Há largos anos que não lia um livro de Peter S. Beagle. Julgo que o mais conhecido será mesmo O Último Unicórnio, que chegou a ter uma edição em português, ainda que fraca em aspecto. Para além deste li uns quantos contos, uns dispersos, outros em colectâneas, sendo a última Overneath. Confesso que, no caso do presente livro, o que me cativou foi mesmo o título, que me recorda o título de um jogo de tabuleiro social, You’ve got crabs, e que cria expectativas cómicas.
Curiosamente, percebi agora que a publicação deste livro este envolta em grande polêmica há alguns anitos, com a oscilação entre várias editoras, e continua a estar, mas por motivos bastante diferentes.
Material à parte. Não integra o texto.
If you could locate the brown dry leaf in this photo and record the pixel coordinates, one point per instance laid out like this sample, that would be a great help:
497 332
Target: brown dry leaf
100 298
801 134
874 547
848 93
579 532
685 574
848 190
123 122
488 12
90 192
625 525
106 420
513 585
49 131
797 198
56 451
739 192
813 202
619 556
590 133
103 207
Pelos vistos, o livro terá sido uma criação de Connor Cochran e Peter S. Beagle, mas o último estará a tentar ter o crédito total pela obra. A edição inglesa parou de ser comercializada e a polêmica continua. Se gostarem de polêmicas, vejam o primeiro link (aqui está outra vez), onde Connor Cochran explica nos comentários a situação. Há informação para acções de tribunal e toda uma salgalhada de detalhes. Bem, autorias à parte, tenho a dizer que é uma história formidável para quem gosta de fantasias que conseguem quebrar os clichés do género e entregar uma narrativa divertida, irónica, e mirabolante.
Como nas mais clássicas histórias fantásticas, existem príncipes de terras distantes prontos a serem heróis, princesas sonhadoras e dragões para matar. Mas tirando estes elementos gerais, os detalhes distanciam a história de qualquer outra fantasia cliché. O príncipe efectivamente tem o aspecto perfeito que seria de esperar, mas preferia ficar em casa confortável do que partir em aventura. Por isso mesmo, o pai fá-lo acompanhar de um pajem que, na prática, é quem orienta o jovem e navega nas necessárias politiquices. Como o próprio diz a meio do romance, os membros da nobreza querem mesmo é que alguém lhes diga o que fazer, para se poderem libertar das constantes responsabilidades.
Já a princesa, que é um pouco mais autónoma e corajosa do que seria de esperar, uma figura de acção, recusa pretendente atrás de pretendente, nas mensais cerimónias. Mas quando, vestida à civil encontra o príncipe, rapidamente decide que é com ele que se irá casar. E tudo parece perfeito, não fosse tudo uma ilusão. O príncipe segue as instruções do pajem para pedir a mão da princesa, mas apenas após se fazer digno de tal honra, vivendo uma aventura e matando um grande dragão.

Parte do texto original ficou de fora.